Now, to be clear, I don't think that's what Ashley is doing. But the examples that she gives are instructive. In our hypersenstive world, they may be political gaffes, but they are not substantive errors.

For example, Grothman made a statement about young men being more interested in making money because they may someday be breadwinners. He was arguing that disparities in pay between men and women do not necessarily reflect employer bias. One alternate explanation, he said, might have something to do with life choices. He gave the example of two lawyers who marry. The husband stays at his firm while the wife takes time off to raise the children. At 50, he'll probably be making more money than she is, but this will not be the product of employer bias.

The first thing to note is that Grothman is right. This story applies to about many lawyers that I know. For whatever reason, women have been more likely to step out of the workforce - or take less demanding jobs - for family reasons. This has consequences. Indeed, yesterday's New York Times reported on a study finding that "too much" family leave can hurt one's career prospects.

The second thing to note is that his point was not normative - he was not saying that this is the way it should be - only that it has been the way it is.

It could be that women who are becoming lawyers today will be less likely to do this in the future. It may be that the greater tendency - so far - of women to interrupt their careers (or take more family friendly jobs) is the product of "socially constructed" gender roles. It may be that employers should - whether on their own or by compulsion - adopt more family friendly policies so women are less likely to leave - even if this does impose costs on others.

But none of this is what Grothman was addressing.

Ashley quotes an old - and admittedly inartful - statement opposing mandatory life sentence for persons committed of two or more counts of sexual assault of a child. While one could read the statement as being "insensitive" to victims, Grothman's point was that all such offenses are not the same and that some sentencing discretion may be in order. For example, do we want to impose a mandatory life sentence on an 18 year old convicted of having sex with his fifteen year old girl friend? He could have said it better, but it seems pretty clear that this is what he meant.

Now I understand that many people don't want to think this hard (although it's really pretty easy) about what someone has said. Some don't want to give a political opponent the benefit of the doubt. Others find it easier to suspend critical analysis. For them, it is enough that he said something that  - kind of, sort of  - has to do with gender roles or some other sensitive topic and that's icky.  It's easier to think one has preserved one's own virtue by pre-emptorily throwing the speaker under the bus.

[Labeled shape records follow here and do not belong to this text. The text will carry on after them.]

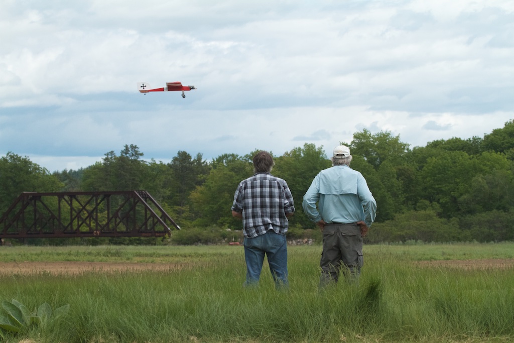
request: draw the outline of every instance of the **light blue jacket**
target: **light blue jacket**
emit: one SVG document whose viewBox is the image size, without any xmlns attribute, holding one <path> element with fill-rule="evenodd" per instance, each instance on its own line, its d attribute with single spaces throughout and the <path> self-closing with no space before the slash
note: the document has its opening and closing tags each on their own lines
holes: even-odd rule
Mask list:
<svg viewBox="0 0 514 343">
<path fill-rule="evenodd" d="M 364 176 L 347 166 L 335 166 L 320 172 L 304 195 L 302 205 L 305 214 L 315 222 L 321 219 L 328 224 L 364 221 L 368 227 L 375 220 L 377 210 Z"/>
</svg>

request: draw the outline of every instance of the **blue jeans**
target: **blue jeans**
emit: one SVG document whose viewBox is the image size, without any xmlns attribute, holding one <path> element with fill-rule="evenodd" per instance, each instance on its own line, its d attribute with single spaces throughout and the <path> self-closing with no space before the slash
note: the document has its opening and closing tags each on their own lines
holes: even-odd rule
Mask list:
<svg viewBox="0 0 514 343">
<path fill-rule="evenodd" d="M 287 243 L 285 234 L 269 230 L 254 238 L 245 238 L 245 260 L 246 261 L 245 286 L 259 284 L 264 255 L 268 257 L 269 270 L 277 288 L 289 286 L 287 279 Z"/>
</svg>

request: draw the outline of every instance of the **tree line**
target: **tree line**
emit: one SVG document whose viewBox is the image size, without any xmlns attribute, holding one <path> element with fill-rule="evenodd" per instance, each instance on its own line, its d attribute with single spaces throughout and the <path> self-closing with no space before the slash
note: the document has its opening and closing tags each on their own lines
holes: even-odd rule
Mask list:
<svg viewBox="0 0 514 343">
<path fill-rule="evenodd" d="M 369 242 L 491 242 L 514 239 L 514 120 L 483 137 L 452 138 L 411 148 L 389 132 L 356 132 L 351 167 L 364 175 L 377 201 Z M 169 163 L 142 159 L 134 145 L 78 170 L 49 173 L 12 152 L 0 158 L 0 213 L 24 191 L 144 190 L 183 229 L 240 229 L 230 207 L 251 160 L 178 151 Z M 272 154 L 272 152 L 271 152 Z M 314 176 L 332 166 L 323 147 L 305 143 L 273 155 L 272 173 L 285 179 L 295 201 L 295 232 L 315 225 L 302 201 Z"/>
</svg>

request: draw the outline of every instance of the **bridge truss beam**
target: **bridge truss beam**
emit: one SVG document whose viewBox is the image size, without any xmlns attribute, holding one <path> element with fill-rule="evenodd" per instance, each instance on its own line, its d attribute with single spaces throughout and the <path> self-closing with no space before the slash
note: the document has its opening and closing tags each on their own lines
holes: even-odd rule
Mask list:
<svg viewBox="0 0 514 343">
<path fill-rule="evenodd" d="M 0 238 L 162 237 L 180 228 L 145 191 L 22 193 Z"/>
</svg>

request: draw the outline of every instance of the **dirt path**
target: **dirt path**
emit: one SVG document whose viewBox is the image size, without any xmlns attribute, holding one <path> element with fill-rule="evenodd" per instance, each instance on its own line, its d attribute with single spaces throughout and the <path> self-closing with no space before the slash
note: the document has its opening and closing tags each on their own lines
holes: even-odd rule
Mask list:
<svg viewBox="0 0 514 343">
<path fill-rule="evenodd" d="M 0 262 L 0 274 L 77 274 L 84 272 L 117 272 L 127 270 L 168 270 L 181 268 L 172 263 L 137 263 L 132 262 Z"/>
<path fill-rule="evenodd" d="M 421 261 L 417 263 L 419 265 L 429 267 L 454 267 L 467 269 L 505 269 L 514 267 L 514 259 Z"/>
</svg>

Of course, Ashley Schultz is not one of those people. But I think we need to make a distinction between criticizing a candidate's political skills and judgment, on the one hand and his or her substantive positions on the other.

* By way of disclosure, Ashley works at St. Anthony's School where I am on the Board of Directors. I have no authority over her, but, even if I did, she should feel to tell me where I'm wrong. God knows I need it.